This species is common in Japan, with a range extending across the western Pacific to the Red Sea and south to the Great Barrier Reef.
Photo by Tim Wong
Three hundred feet below the ocean's surface—tucked into a small cranny in a pinnacle rising from the Philippine seafloor—Steinhart Aquarium Director Bart Shepherd spotted a bright flash of tangerine. Even before dropping out of the boat that morning, he says, “I’d had my eye on a particularly colorful species.”In the dim light of the “twilight zone” (depths few humans have ever seen, much less visited), he’d found it: Pseudanthias fasciatus, the one-striped anthias.

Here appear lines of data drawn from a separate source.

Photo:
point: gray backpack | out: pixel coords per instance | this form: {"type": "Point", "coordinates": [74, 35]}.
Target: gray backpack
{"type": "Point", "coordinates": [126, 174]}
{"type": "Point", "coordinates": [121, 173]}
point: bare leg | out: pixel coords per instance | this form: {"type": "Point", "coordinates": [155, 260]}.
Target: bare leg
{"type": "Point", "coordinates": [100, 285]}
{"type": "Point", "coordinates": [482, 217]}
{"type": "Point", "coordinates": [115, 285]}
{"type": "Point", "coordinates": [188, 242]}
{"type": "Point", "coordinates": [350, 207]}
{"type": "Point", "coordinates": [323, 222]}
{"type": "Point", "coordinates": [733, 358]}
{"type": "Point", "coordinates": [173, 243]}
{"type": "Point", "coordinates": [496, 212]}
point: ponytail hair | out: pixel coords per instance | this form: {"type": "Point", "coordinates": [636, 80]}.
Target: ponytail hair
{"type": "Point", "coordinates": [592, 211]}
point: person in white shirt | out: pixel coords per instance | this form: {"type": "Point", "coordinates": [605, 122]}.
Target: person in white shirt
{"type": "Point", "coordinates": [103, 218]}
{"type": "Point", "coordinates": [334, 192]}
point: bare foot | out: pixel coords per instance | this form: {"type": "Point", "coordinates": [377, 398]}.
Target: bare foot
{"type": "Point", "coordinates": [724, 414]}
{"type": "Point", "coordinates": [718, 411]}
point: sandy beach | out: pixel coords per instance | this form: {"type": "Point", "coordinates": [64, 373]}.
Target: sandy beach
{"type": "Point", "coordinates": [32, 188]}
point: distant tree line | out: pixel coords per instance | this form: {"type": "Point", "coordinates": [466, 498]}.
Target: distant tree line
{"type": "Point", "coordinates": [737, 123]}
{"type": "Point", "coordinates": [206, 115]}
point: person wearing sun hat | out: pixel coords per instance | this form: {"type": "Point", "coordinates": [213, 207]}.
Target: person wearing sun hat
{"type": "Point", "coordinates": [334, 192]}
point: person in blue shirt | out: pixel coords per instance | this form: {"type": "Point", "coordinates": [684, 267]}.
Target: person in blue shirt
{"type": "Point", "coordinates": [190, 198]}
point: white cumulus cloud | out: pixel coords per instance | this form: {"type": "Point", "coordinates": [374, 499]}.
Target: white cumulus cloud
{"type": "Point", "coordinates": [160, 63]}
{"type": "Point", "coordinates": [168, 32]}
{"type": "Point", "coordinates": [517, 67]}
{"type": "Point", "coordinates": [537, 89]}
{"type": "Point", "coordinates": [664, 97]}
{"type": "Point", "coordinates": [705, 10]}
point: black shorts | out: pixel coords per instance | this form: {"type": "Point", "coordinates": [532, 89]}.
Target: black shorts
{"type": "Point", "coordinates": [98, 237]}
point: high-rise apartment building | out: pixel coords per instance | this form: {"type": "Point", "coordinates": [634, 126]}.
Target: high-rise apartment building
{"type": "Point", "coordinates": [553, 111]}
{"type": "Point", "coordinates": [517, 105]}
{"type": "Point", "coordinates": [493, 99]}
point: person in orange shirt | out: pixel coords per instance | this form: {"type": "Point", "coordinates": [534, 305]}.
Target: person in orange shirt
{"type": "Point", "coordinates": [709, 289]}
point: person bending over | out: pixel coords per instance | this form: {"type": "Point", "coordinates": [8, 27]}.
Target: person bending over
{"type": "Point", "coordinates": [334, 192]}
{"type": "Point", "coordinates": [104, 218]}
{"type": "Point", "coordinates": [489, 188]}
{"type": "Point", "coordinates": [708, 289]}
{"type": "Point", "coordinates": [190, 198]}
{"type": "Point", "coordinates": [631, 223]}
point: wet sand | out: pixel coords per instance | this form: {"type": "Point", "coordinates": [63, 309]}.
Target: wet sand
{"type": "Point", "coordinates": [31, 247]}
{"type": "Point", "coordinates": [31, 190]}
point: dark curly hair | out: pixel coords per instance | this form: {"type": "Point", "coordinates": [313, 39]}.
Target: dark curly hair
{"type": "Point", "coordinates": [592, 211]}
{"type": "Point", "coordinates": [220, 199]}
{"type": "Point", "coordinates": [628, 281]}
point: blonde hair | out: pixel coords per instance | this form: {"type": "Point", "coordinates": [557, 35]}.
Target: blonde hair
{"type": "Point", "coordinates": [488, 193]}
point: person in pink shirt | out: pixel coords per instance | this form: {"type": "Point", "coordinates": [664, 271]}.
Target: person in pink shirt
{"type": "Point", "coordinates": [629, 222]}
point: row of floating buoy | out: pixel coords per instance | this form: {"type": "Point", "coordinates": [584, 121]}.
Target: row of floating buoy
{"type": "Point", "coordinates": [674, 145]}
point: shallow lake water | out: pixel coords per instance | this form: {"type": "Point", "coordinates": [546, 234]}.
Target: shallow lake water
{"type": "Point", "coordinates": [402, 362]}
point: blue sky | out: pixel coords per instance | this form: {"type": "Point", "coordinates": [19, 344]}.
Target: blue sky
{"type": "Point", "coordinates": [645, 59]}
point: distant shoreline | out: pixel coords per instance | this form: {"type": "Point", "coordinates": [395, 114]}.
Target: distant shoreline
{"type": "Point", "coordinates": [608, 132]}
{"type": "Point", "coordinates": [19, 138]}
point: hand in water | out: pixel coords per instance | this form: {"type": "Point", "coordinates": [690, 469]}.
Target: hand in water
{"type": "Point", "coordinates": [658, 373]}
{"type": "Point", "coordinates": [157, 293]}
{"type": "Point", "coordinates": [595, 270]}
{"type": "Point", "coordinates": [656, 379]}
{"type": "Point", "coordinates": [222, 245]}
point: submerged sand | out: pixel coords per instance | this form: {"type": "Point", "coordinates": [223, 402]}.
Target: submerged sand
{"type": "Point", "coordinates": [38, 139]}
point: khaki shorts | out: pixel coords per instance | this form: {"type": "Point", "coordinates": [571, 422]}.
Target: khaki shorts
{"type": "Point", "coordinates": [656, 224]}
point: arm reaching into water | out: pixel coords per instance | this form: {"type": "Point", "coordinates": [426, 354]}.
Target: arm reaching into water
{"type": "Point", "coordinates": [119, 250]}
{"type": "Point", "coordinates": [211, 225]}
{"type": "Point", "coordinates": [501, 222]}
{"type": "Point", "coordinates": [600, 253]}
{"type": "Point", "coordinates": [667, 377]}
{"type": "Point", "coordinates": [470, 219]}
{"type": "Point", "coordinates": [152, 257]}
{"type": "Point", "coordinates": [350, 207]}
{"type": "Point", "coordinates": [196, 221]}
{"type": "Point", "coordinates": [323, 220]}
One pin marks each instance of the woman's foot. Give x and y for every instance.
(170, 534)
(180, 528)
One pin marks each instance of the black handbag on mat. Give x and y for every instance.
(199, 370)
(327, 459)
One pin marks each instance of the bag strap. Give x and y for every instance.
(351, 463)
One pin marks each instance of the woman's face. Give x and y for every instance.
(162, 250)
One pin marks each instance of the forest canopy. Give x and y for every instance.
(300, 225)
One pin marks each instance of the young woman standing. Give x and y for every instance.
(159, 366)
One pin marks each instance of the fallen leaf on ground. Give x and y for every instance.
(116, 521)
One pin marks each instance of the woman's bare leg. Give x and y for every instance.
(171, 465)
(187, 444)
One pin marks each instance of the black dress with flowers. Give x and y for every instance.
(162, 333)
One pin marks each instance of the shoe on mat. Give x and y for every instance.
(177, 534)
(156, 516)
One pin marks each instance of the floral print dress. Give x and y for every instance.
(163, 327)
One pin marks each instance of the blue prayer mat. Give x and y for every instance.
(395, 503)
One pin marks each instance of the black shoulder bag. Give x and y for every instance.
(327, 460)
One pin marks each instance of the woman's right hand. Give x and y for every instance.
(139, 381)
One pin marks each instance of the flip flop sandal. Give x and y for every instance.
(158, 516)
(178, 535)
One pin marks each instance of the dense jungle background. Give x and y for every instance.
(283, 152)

Anthias fish are commonly seen in aquariums—their ultra-saturated colors make them hard not to love—but the one-striped anthias is a rare find because it makes its home anywhere from 65 to 500 feet below the ocean's surface. At these depths, the species is relatively abundant, and the vibrant colors we see at shallower depths or under artificial lights actually keep it hidden among the other fish that occupy this little known area of the ocean. “You see a lot of orange or red fish at that depth,” says Shepherd. Because wavelengths of red and orange cannot penetrate waters this deep, those colors are not reflected, and Shepherd says this likely helps keep the fish hidden from other organisms, including predators. “The idea is that it’s the best way to disappear. There is no red light so you appear gray or sort of dark,” he says.
P. fasciatus live in harems with one male guarding many females. Interestingly, all members of the Pseudanthias genus are born female and a small percentage morph into males later in life—often when the leader of a harem dies. When it’s time to spawn, a male Pseudanthias will swim a graceful dance-like pattern and change colors to attract females. If a female is impressed by the display, both swim above the school and release a of cloud of sperm and eggs into the surrounding water and return to the school when finished.
P. fasciatus can often be spotted swimming upside down near cave roofs or overhangs. What seems like odd or unhealthy behavior on the surface is actually quite normal; many cave-dwelling fishes exhibit this kind of behavior, known as ceiling swimming. All bony fishes have a swim bladder, a gas-filled sac that can expand or contract to keep them neutrally buoyant and essentially weightless. As a result of neither floating or sinking, up and down are irrelevant, and fish tend to orient themselves based on visual cues. Fish that live at shallower depths might use the Sun to orient themselves, but in the near-darkness of twilight zone caves, P. fasciatus simply chooses the closest surface and declares it “down.”